The House voted No. All hell broke loose at the New York Stock Exchange. As one pundit put it, the House refused to pony up $700 billion; the market lost $1.1 trillion. This, we are told, endangers pension funds, money market funds and business in general.
It is certainly being presented as an all but unparalleled crisis. Is it? I confess I have no feeling one way or the other. Are we in a real crisis – or is this an effort to scare us enough so that we are finally willing to cover a lot of bad loans?
It’s a fair question, actually. Even if the market (the world’s largest gossip mill) tumbles again tomorrow, is it a true crisis – or are we hearing a lot of self-fulfilling prophecy? Again, I have no feeling one way or the other; I’m merely aware that there are two ways to view this mess.
All the media say this is the real thing, a real live disaster. So say the President, the candidates, the Street, Congressional leaders, and everyone who claims to speak for someone else. Can all these people be wrong? More to the point, could all these people be in collusion, wittingly or no?
Something that happened when I was a youngster working at the Newsweek Magazine editorial make-up desk keeps nibbling at my mind. At the time the John Birch Society was all over the media with its allegations that we were being sold out to the Communists.
The Society was getting all kinds of ink, all kinds of exposure. One Monday when we were putting together the magazine’s Periscope section, the editorial assistant offered the editor yet another story about the machinations of the John Birch Society. He declined it. “We’ve been told,” he said, “not to run any more stories about them.”
I assumed that was just a Newsweek policy. But over the next few months – starting from that very week, I suddenly realized there was nothing about the Society in Time Magazine, the New York Times, the television networks or any other paper I could check out. (We got them all at Newsweek.)
So whose policy was it? All those editors and news bureau chiefs met at the same club and voted unanimously? I find it hard to believe.
Then there’s the infamous or famous NSC-68. National Security Council study sixty eight. Back in early 1950. Now that World War II was past and gone, the American economy was tanking with no more war production. It almost seemed as if we were going back to 1938 and the Depression.
This top secret document – later declassified – talked at length about the need to revitalize our defense industries to counter the imminent Russian threat. (Now Joe Stalin was possibly nastier than Hitler, but his country was in ruins in the late 1940s. He had a few atomic bombs but no way to deliver them. He had kept his Yalta agreements and backed down more than once to American force.
NSC-68 was beating a nearly dead horse. But within months, a five year old Korean civil war escalated into a crusade for Democracy (after Dean Acheson, the US Secretary of State advertently or inadvertently drew the North Koreans offside by making a speech (Feb 1950) in which he told the world South Korea was not included in our defense perimeter.)
Feeling they had a free hand, the North Korean decided to end the civil war once and for all that June.
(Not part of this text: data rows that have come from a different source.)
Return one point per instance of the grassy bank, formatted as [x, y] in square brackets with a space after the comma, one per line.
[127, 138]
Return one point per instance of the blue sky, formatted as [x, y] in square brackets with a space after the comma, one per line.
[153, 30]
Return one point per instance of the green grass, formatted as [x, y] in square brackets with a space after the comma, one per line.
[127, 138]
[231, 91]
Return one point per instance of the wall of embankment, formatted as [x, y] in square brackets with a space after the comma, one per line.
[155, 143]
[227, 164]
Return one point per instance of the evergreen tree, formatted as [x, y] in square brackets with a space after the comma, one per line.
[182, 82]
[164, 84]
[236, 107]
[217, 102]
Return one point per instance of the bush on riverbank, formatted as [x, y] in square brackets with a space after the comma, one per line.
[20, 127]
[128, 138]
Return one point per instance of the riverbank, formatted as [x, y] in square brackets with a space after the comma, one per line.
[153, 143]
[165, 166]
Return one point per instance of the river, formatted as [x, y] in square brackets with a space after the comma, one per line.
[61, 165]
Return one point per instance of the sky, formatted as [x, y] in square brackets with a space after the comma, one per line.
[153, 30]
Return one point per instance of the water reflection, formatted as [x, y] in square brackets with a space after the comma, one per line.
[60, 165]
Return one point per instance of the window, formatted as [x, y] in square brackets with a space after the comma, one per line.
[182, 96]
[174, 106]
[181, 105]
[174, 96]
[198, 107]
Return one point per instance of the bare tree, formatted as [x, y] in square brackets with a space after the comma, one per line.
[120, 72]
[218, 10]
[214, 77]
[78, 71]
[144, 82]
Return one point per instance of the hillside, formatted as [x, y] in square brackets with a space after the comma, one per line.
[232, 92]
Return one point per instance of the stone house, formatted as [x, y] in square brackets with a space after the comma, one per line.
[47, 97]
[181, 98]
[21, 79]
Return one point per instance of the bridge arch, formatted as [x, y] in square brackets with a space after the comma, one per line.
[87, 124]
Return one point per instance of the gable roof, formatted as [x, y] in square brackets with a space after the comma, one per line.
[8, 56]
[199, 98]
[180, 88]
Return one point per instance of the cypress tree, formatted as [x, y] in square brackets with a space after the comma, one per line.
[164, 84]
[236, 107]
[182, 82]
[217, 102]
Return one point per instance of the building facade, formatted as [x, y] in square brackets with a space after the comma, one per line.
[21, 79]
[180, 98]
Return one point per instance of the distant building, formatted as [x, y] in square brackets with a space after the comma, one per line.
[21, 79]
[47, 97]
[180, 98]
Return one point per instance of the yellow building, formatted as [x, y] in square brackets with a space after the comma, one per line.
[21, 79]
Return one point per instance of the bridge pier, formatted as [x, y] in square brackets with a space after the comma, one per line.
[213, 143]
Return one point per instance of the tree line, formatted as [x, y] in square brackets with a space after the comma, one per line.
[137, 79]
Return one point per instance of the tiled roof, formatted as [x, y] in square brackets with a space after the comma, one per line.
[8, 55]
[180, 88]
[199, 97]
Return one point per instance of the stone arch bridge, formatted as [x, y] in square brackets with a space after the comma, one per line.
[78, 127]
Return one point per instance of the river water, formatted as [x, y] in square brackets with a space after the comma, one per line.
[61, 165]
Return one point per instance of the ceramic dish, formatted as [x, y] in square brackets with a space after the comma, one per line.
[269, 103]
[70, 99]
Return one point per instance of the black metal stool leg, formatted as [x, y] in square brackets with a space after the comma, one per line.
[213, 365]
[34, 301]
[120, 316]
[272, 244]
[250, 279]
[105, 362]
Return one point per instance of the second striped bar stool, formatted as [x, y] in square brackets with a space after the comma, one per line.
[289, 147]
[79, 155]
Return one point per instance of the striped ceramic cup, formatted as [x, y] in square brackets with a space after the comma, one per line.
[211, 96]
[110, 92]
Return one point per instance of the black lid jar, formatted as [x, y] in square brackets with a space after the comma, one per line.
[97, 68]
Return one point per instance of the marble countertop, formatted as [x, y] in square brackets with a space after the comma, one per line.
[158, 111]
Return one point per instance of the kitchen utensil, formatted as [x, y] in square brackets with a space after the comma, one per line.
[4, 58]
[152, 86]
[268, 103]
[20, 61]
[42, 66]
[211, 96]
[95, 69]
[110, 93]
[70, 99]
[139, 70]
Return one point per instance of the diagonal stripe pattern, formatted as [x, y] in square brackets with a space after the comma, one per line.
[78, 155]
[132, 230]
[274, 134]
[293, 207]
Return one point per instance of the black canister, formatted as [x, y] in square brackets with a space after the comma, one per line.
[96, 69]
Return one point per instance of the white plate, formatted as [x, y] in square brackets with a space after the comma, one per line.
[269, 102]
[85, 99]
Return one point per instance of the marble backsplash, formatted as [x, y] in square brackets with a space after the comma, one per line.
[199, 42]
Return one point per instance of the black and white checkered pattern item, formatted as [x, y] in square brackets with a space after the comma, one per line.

This led to the Korean War – which effectively frightened Congress and the media into authorizing huge new defense expenditures. No more 1938.
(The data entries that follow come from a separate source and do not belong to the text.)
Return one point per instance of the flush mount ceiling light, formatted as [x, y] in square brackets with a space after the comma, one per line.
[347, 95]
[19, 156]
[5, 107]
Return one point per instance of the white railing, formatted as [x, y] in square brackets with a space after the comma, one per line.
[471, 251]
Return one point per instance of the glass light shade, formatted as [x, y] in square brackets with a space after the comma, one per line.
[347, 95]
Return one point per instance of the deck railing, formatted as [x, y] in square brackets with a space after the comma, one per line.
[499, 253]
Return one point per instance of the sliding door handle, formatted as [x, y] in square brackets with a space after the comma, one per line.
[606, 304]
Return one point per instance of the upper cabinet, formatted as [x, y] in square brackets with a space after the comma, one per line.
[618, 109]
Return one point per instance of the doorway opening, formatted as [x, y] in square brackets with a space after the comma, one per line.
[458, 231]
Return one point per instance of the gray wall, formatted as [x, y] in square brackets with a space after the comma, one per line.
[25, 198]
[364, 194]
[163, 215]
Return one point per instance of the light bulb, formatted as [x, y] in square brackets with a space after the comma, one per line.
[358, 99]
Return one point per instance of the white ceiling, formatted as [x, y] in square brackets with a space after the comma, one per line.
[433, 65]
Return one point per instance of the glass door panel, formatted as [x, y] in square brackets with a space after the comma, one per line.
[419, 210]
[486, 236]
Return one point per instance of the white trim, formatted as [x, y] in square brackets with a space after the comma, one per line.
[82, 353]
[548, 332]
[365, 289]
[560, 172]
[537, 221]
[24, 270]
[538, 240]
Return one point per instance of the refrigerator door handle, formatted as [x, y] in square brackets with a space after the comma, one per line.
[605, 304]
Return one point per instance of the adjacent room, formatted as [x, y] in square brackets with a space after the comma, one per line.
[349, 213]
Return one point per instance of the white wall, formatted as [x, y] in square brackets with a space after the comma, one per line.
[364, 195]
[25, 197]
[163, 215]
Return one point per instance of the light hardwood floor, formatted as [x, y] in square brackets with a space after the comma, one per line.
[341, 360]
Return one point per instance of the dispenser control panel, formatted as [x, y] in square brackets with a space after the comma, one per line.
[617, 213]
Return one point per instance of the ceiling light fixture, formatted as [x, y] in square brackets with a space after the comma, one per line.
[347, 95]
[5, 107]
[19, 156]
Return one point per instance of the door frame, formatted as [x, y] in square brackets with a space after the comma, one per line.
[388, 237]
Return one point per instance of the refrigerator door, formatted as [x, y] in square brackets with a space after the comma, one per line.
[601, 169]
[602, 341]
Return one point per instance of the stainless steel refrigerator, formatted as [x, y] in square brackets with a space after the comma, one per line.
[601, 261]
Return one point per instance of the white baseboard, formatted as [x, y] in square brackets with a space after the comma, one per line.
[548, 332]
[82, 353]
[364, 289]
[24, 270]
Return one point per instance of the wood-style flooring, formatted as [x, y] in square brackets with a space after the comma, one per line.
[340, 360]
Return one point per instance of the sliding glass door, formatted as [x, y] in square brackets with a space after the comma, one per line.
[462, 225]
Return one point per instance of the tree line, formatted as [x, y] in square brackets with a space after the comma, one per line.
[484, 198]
You may call that all a huge Communist plot, but the paper trail simply does not lead that way. Or how about my German Jewish friend who took a job in Voice of America, broadcasting to Germany during WWII? Having grown up under Hitler, he had a suspicion of government.
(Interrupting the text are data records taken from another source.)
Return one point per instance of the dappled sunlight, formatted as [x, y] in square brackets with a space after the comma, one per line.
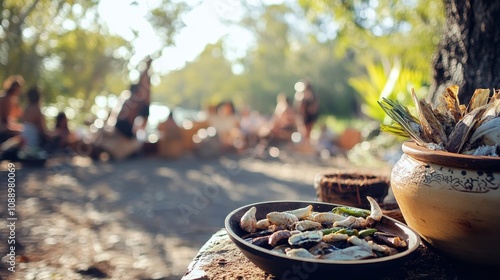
[145, 217]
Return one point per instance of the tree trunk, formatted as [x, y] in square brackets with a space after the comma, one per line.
[469, 51]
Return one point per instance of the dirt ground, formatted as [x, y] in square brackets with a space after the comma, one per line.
[140, 218]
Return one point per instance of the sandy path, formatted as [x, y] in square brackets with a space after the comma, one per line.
[142, 218]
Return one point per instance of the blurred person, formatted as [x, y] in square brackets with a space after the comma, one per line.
[120, 135]
[62, 136]
[250, 123]
[10, 110]
[306, 105]
[134, 112]
[280, 127]
[283, 122]
[170, 143]
[327, 141]
[226, 122]
[35, 133]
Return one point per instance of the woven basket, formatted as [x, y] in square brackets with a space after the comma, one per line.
[350, 189]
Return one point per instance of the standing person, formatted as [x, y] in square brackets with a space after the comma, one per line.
[306, 104]
[119, 137]
[35, 133]
[10, 110]
[136, 106]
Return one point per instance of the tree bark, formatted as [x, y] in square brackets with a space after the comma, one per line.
[469, 51]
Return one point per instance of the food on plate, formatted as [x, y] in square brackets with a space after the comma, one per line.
[345, 233]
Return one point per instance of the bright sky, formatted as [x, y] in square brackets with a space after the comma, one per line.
[203, 26]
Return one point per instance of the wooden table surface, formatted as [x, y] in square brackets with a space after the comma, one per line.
[219, 258]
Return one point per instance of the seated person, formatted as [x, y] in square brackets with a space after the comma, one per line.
[282, 123]
[10, 110]
[35, 133]
[63, 138]
[119, 136]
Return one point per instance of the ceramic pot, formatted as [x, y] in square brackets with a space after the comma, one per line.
[452, 200]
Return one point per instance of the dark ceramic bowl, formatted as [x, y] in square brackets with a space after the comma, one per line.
[284, 267]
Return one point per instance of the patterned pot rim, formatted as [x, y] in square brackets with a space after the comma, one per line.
[424, 154]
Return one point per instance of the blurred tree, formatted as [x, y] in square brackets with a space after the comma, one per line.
[42, 39]
[407, 30]
[65, 48]
[404, 33]
[468, 53]
[200, 83]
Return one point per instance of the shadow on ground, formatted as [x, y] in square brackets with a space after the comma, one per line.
[142, 218]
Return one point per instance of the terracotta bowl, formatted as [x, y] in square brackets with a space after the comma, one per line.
[284, 267]
[452, 201]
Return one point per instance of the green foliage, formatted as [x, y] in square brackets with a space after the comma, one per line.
[394, 83]
[201, 83]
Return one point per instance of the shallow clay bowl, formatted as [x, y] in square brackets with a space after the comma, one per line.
[284, 267]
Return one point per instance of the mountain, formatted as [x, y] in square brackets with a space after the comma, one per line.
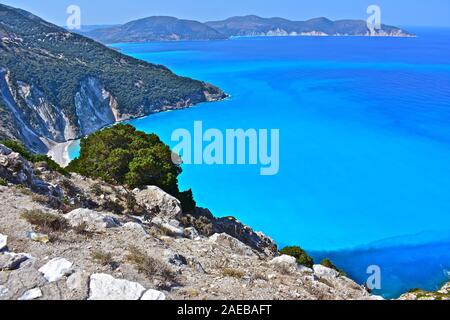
[257, 26]
[56, 85]
[156, 29]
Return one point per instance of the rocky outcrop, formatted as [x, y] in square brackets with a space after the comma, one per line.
[83, 87]
[106, 287]
[16, 170]
[56, 269]
[123, 256]
[206, 224]
[418, 294]
[158, 202]
[94, 221]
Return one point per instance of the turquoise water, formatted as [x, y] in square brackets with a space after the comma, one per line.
[365, 145]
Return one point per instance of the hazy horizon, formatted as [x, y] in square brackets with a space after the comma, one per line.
[434, 13]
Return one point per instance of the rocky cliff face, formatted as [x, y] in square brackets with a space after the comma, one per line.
[57, 86]
[75, 238]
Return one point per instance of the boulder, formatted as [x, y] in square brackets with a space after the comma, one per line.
[95, 221]
[153, 295]
[56, 269]
[173, 227]
[31, 294]
[284, 259]
[11, 261]
[17, 170]
[158, 203]
[234, 244]
[78, 282]
[106, 287]
[191, 233]
[135, 227]
[324, 272]
[3, 242]
[3, 291]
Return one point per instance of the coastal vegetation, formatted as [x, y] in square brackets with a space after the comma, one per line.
[329, 264]
[125, 156]
[34, 158]
[298, 253]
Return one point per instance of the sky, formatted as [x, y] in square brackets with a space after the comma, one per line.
[93, 12]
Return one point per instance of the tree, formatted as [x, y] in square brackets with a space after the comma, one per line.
[300, 255]
[122, 155]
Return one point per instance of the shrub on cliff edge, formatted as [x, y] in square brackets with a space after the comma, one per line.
[122, 155]
[302, 257]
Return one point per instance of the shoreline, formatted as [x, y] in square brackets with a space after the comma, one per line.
[59, 152]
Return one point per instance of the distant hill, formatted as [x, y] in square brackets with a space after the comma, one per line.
[56, 85]
[156, 29]
[173, 29]
[257, 26]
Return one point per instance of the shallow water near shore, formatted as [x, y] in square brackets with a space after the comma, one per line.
[364, 150]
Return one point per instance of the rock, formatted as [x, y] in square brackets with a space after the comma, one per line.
[16, 170]
[169, 227]
[78, 281]
[11, 261]
[106, 287]
[95, 221]
[284, 259]
[304, 269]
[153, 295]
[31, 294]
[3, 291]
[324, 272]
[136, 227]
[229, 225]
[228, 241]
[3, 242]
[158, 202]
[56, 269]
[191, 233]
[175, 258]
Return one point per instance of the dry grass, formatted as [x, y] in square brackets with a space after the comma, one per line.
[103, 258]
[233, 273]
[82, 229]
[45, 222]
[149, 266]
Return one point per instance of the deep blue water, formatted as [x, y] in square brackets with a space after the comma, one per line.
[365, 145]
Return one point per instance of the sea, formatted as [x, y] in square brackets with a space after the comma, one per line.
[364, 175]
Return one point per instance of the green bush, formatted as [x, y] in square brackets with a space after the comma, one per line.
[327, 263]
[122, 155]
[34, 158]
[302, 257]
He began to notice that American troops and bases were popping up all over the world, far from any theatre of war. He made a map, putting dots on it for all these new American bases. One day his supervisor saw that map. My friend was fired the next day.
Why such fear of a map of American bases? Michael Crichton wrote a novel a few years ago called A State of Fear. His whole thesis was that it has been a deliberate policy of American officials and opinion makers to keep this nation in a state of fear so that this or that policy could be implemented.
So, it isn’t entirely ridiculous to stop a moment and ask, “Okay, how real is the need for a multi-billion dollar bailout on Wall Street?” As I say, I have not real feeling on this. I do know the power of a self-fulfilling prophecy. I do feel a nagging doubt, a question or two.
I’m left wondering if Franklin Roosevelt was more right than he knew when he warned that “All we have to fear is fear itself.” He said that during a major financial crisis – the one this one is being compared to.